Hebreeën 3:6

Hebreeën 3:1-6 (NBG51)
1Daarom, heilige broeders, deelgenoten der hemelse roeping, richt uw oog op de apostel en hogepriester onzer belijdenis, Jezus, 2die getrouw is jegens Hem, die Hem heeft aangesteld, evenals ook Mozes getrouw was in [geheel] zijn huis. 3Want Hij is zoveel groter heerlijkheid dan Mozes waardig gekeurd, als de bouwmeester hoger eer geniet dan het huis. 4Want elk huis wordt door iemand gebouwd, maar de bouwmeester van alles is God. 5Nu was Mozes wel getrouw in geheel zijn huis als dienaar om te getuigen van hetgeen gesproken zou worden, 6maar Christus als Zoon over zijn huis. Zijn huis zijn wij, indien wij de vrijmoedigheid en de hoop, waarin wij roemen, [tot het einde onverwrikt] vasthouden.

Het huis waarover hier gesproken wordt is dat wat God in deze wereld aan het opbouwen is. Het bouwwerk waarvan Hij de bouwmeester is, bestaat niet uit dode stenen, maar uit levende mensen. Het is Gods volk, dat zich als samenhangend geheel onderscheidt van alle andere mensen. God geeft een  bijzondere vorming aan zijn volk, Hij zorgt voor het welzijn ervan, en Hij heeft er een welbepaalde bestemming of doel voor. Al de beloften die we in de bijbel vinden zijn daarvan een concrete uitdrukking. 

Hoofdstuk 3 van de Hebreeënbrief spreekt de lezers aan alsheilige broeders’ endeelgenoten der hemelse roeping‘. De heilige broeders of zoals de NBV zegt ‘heilige broeders en zusters’ (in de Griekse grondtekst worden met één woord zowel de broers als de zusters bedoeld) zijn de christenen.
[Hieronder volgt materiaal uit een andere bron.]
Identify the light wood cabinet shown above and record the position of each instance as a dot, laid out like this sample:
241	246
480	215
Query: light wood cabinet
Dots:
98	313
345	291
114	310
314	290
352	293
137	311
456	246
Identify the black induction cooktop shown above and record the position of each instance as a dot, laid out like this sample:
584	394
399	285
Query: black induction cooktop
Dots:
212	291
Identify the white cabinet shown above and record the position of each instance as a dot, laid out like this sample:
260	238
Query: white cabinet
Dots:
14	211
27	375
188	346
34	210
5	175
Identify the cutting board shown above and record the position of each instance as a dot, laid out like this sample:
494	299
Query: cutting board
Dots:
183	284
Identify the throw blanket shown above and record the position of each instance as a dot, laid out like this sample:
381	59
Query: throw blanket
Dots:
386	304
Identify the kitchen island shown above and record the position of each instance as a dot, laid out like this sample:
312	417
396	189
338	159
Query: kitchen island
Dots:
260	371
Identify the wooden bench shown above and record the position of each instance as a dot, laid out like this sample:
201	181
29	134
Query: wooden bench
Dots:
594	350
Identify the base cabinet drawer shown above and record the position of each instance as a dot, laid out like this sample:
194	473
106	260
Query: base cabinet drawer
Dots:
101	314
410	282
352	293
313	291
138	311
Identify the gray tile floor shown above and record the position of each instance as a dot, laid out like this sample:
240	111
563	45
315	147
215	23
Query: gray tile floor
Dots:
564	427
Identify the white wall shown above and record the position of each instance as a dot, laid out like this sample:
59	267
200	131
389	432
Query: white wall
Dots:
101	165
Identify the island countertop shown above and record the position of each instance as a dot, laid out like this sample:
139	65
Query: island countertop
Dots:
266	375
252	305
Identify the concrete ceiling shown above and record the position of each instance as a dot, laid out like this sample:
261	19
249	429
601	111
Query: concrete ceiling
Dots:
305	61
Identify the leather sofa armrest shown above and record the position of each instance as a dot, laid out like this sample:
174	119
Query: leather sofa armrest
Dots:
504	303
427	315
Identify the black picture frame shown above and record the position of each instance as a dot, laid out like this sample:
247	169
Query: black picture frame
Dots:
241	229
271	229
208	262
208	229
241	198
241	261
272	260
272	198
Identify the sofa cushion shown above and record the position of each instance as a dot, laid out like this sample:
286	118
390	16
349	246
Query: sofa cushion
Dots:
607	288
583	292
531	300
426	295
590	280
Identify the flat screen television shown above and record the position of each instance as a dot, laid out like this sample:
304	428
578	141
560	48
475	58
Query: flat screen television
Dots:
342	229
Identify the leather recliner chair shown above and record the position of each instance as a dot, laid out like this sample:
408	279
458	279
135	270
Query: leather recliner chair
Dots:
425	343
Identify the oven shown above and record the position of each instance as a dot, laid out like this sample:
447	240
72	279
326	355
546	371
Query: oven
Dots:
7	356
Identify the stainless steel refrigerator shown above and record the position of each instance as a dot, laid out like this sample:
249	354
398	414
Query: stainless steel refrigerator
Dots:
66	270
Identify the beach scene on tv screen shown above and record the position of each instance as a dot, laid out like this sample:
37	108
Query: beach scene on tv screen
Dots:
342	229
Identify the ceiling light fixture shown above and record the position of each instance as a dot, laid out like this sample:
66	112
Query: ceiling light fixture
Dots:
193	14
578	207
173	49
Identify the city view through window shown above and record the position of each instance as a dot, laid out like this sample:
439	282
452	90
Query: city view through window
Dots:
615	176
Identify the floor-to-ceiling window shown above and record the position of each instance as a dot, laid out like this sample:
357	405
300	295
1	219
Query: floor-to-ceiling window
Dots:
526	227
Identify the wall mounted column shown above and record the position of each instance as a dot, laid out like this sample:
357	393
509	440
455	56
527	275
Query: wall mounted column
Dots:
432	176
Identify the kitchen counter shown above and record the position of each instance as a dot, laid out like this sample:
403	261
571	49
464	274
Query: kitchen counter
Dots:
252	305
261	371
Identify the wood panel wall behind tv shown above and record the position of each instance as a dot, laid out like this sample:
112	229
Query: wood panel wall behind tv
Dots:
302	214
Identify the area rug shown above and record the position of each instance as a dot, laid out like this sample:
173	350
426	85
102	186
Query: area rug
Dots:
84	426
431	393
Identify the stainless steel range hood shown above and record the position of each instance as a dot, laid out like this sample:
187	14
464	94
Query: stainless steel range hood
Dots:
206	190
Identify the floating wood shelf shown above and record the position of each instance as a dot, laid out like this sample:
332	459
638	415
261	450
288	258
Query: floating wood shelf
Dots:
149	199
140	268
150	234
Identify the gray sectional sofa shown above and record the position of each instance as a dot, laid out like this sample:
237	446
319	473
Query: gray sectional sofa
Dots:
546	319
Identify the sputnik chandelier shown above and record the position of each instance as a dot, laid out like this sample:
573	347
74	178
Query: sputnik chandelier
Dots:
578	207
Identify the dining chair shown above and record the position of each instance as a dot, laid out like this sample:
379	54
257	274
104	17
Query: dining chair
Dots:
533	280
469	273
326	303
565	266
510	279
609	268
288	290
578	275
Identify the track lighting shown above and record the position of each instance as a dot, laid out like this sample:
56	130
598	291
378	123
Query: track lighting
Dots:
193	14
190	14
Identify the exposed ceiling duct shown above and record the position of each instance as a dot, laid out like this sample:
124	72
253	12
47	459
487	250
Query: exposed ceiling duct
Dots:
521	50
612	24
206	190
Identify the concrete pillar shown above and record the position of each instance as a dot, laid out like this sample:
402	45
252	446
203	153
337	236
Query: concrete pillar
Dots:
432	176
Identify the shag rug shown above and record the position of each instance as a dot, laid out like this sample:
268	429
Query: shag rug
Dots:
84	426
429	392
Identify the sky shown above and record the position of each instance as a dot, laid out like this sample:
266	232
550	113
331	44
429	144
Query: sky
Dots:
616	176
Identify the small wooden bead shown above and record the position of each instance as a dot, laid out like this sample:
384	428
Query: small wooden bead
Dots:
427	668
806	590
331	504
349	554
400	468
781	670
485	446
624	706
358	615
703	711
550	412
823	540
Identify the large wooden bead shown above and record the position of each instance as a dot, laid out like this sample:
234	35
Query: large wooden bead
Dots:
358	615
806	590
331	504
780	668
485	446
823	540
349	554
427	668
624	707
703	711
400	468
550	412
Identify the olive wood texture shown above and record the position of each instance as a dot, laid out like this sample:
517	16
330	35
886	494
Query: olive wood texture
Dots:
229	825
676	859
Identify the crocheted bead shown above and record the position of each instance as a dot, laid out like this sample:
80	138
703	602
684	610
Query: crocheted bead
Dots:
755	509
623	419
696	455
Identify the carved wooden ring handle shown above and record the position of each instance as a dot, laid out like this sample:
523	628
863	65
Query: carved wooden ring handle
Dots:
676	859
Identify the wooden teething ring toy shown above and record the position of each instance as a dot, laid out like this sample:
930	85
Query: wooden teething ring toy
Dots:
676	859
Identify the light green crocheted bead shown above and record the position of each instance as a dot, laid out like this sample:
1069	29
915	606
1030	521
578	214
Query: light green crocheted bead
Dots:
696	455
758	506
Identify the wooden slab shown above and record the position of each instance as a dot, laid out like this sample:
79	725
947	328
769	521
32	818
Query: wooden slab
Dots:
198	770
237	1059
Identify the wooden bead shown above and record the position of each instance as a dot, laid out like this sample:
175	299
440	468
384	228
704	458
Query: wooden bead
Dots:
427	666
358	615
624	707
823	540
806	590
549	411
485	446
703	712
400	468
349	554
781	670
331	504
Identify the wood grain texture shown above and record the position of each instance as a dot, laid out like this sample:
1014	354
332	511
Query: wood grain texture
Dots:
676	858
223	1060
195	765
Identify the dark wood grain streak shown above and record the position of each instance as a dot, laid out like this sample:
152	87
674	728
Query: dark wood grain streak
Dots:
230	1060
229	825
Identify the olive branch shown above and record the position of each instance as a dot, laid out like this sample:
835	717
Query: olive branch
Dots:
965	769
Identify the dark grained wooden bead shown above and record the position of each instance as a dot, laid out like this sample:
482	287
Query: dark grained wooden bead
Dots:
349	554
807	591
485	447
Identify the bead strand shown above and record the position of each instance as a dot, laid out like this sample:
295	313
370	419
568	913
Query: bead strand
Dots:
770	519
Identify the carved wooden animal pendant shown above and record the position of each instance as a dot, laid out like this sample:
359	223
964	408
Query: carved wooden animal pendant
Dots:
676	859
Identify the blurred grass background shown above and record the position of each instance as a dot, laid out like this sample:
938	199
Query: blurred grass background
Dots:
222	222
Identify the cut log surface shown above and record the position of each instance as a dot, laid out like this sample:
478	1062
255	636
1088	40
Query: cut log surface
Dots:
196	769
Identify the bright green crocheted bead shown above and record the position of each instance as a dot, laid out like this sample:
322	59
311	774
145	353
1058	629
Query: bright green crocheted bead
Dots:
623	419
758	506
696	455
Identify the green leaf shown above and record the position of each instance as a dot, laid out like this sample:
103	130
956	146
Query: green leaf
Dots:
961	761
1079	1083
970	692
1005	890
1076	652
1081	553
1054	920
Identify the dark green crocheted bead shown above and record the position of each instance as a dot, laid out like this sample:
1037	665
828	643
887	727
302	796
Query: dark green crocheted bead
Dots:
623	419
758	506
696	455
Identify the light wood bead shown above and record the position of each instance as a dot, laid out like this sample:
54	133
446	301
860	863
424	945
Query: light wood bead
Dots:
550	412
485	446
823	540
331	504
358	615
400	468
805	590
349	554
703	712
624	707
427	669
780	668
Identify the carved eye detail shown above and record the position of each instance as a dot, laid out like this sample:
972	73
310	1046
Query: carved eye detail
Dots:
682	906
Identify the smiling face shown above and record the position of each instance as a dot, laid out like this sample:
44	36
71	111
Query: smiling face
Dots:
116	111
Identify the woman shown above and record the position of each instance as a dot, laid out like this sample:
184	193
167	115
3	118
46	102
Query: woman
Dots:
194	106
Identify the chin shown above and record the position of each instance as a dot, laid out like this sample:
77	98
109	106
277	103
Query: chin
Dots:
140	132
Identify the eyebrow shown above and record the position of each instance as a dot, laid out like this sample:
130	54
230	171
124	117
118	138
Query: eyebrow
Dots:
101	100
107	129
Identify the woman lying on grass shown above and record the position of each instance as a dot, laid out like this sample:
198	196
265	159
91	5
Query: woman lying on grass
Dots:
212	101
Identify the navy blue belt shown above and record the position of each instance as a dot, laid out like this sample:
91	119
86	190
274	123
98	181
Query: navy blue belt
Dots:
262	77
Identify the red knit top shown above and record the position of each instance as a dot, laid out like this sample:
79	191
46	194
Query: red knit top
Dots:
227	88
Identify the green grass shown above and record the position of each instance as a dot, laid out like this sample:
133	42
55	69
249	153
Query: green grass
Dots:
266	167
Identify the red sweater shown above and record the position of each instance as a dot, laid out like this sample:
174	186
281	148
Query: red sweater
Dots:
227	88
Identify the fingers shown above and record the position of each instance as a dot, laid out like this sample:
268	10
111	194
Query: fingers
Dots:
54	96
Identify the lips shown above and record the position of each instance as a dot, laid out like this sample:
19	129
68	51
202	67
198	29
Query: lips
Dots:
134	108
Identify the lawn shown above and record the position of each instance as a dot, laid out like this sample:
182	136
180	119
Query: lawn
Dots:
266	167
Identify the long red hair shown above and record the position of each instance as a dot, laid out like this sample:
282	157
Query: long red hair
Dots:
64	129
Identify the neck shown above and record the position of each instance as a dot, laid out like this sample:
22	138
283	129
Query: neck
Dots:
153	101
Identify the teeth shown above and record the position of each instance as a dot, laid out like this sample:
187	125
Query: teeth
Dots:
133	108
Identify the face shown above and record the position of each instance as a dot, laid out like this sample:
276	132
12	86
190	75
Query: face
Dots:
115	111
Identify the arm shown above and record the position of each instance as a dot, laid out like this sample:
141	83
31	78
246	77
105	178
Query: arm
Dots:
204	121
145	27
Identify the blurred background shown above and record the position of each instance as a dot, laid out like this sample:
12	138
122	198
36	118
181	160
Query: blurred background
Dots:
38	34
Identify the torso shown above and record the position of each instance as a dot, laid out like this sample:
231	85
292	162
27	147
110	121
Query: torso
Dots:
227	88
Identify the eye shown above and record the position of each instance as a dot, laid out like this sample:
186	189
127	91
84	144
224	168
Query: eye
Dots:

De uitdrukking (heilige broeders) betekent letterlijk “broeders en zusters die apart gezet zijn (van de wereld en de zonde) en toegewijd zijn aan of in dienst staan van God, door Christus.” Christenen zijn heiligen, niet vanwege hun eigen prestaties in het bereiken van zuiverheid van leven, hoewel dit een noodzaak is, maar omdat God hen heilig noemt, in de Schrift (zie 1 Korintiërs 1:2; 6:11). In Jezus Christus zijn wij heilig of apart gezet.

Je bewust ‘christen’ noemen, omdat je openlijk wilt verbonden zijn met Christus, betekent dat je tegen de normale gang van zaken in, wilt voldoen aan de hemelse roeping om deel uit te maken van Gods bouwwerk in deze wereld. Dit houdt in dat je voor God apart gezet bent, dat je gericht bent op zijn wil en op zijn doel en dat je een overeenkomstige levensstijl ontwikkelt. Christus is ons tot “heiliging” of heiligheid geworden (1 Kor 1:30). Als christen of heilige doen we dus niet meer wat we zelf zouden willen, maar we zoeken heel gedreven naar wat God van ons wilt (Galaten 5:17); daartoe wenst de Heilige Geest in ons binnenste te wonen (Johannes 14:16-17), en vinden we het een eer om ‘kinderen van God’ genoemd te worden (Romeinen 8:14).

1 Petrus 1 roept de christenen op om niet meer toe te geven aan de lusten die hun leven hebben beheerst toen ze nog onwetend waren (vs14). We behoren heilig te worden zoals God heilig is (vs15-16) of onze heiligheid te volmaken in de vreze Gods (2 Korintiërs 7:1), dwz vol ontzag voor God onze heiliging voltooien. Zonder heiliging of een heilig leven zal niemand God zien (Hebreeën 12:14).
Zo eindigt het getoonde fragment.